The IRU is also authorized by the Administrative Committee of the TIR Convention to issue and disseminate TIR Carnets.
The TIR Convention 1975 is dynamic in the sense that it has been amended many times over the years in order to reflect changes in respect of each of these main principles. In recent years the amendments have been structured and taken forward in discrete phases.
The first two phases introduced arrangements whereby access to use the TIR system would be subject to customs authorisation (the so-called "controlled access") and a clarification of the roles and responsibilities of the major players involved in the TIR system.
The third phase, on which this blog entries focuses, includes a project to computerise the TIR system (eTIR international system) and measures in order to increase the transparency of the international organisation.
The new legal framework for the full digitalisation of the TIR system (the so-called eTIR) entered into force in May 2021, opening eTIR to 77 countries across five continents. This change will allow for completely paperless cross-border transit of goods, under the customs guarantee of the TIR system.
What is eTIR?
The eTIR international system (customs to customs) is a global United Nations border crossing facilitation tool. It will ensure the secure exchange of data about the international transit of goods, vehicles or containers according to the provisions of the TIR Convention between national customs systems and allow customs to manage the data on guarantees, issued by the guarantee chain to holders authorized to use the TIR system.
30.000 businesses and 3500 customs offices worldwide
The TIR system counts more than 30,000 authorised operators and is accepted at more than 3,500 customs offices worldwide.
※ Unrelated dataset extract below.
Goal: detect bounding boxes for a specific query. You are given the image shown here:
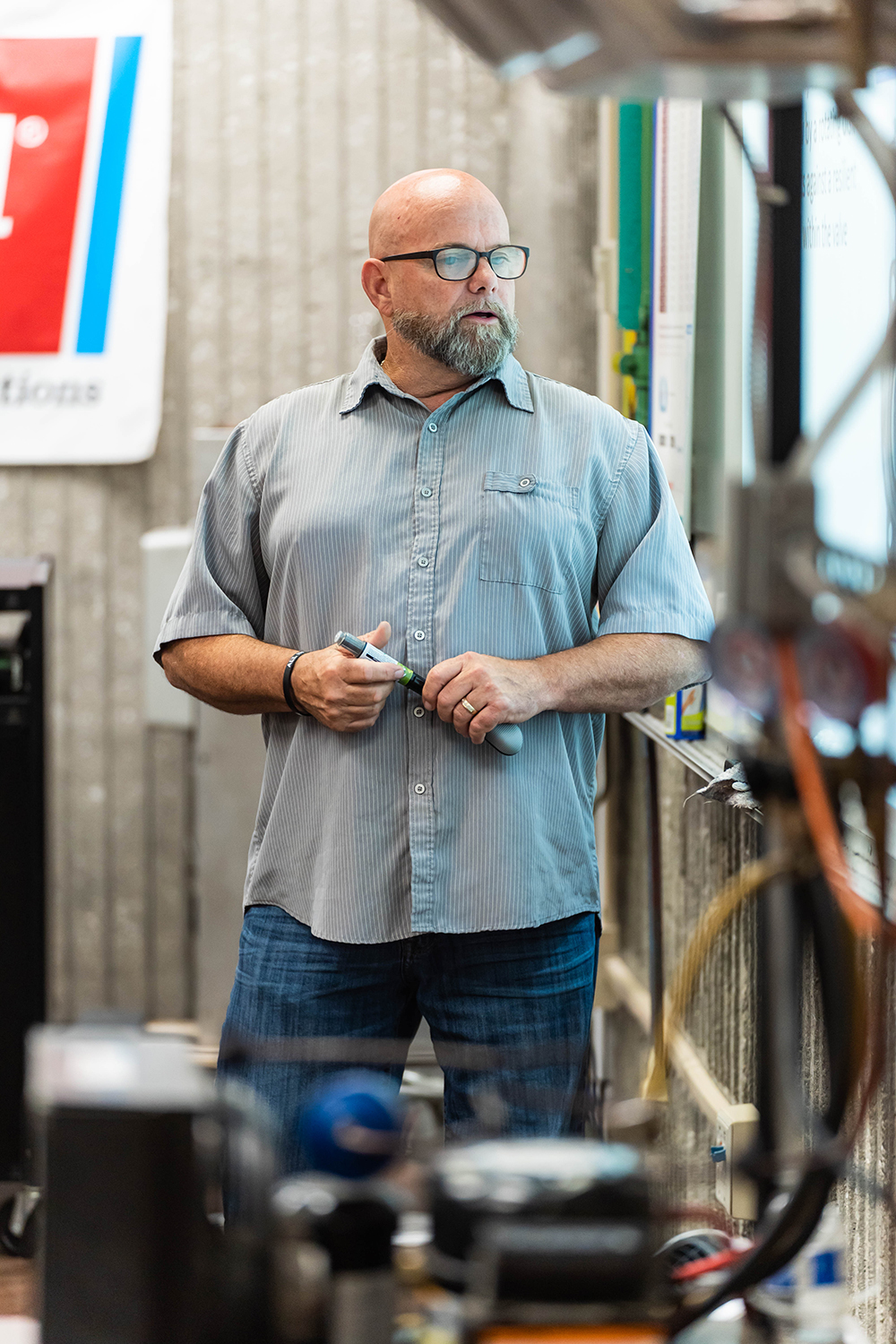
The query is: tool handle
[333,631,522,755]
[485,723,522,755]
History of the TIR Convention
For more than 70 years, TIR has made trade faster, easier and more secure. The legal framework for digitalisation – the new Annex 11 of the United Nations TIR Convention – will reinforce and expand TIR benefits for global multimodal trade. Under the auspices of the United Nations Economic Commission for Europe (UNECE), the TIR transit system was developed soon after the Second World War in order to help revitalise the economies of post-war Europe. The TIR Agreement was concluded in 1949 and its success led to the establishment in 1959 of the first TIR Convention.
The 1959 Convention was replaced by the current Customs Convention on the International Transport of Goods Under Cover of TIR Carnets in 1975 (TIR Convention 1975).
Legal Framework took 10 years+ to create
The final legal framework for electronic TIR follows more than a decade of planning, investment and trials with the support of Customs Authorities, TIR associations, and other regional and international bodies.
Not quite ready yet
Azerbaijan, Georgia, Iran (the Islamic Republic of), the Republic of Moldova, Pakistan, Tajikistan, Tunisia, Turkey and Uzbekistan, are in the process of interconnecting their customs information systems with the eTIR international system. Furthermore, on behalf of its member States, the European Union is in the process of finalizing a proof of concept to interconnect the European Union’s New Computerized Transit System (NCTS) with the eTIR international system.
The TIR Convention is maintained by the UNECE who, in co-operation with the TIR secretariat, also maintain a publication known as the TIR Handbook. The Handbook not only contains the text of the Convention but also a wealth of other useful information concerning the practical application of the Convention.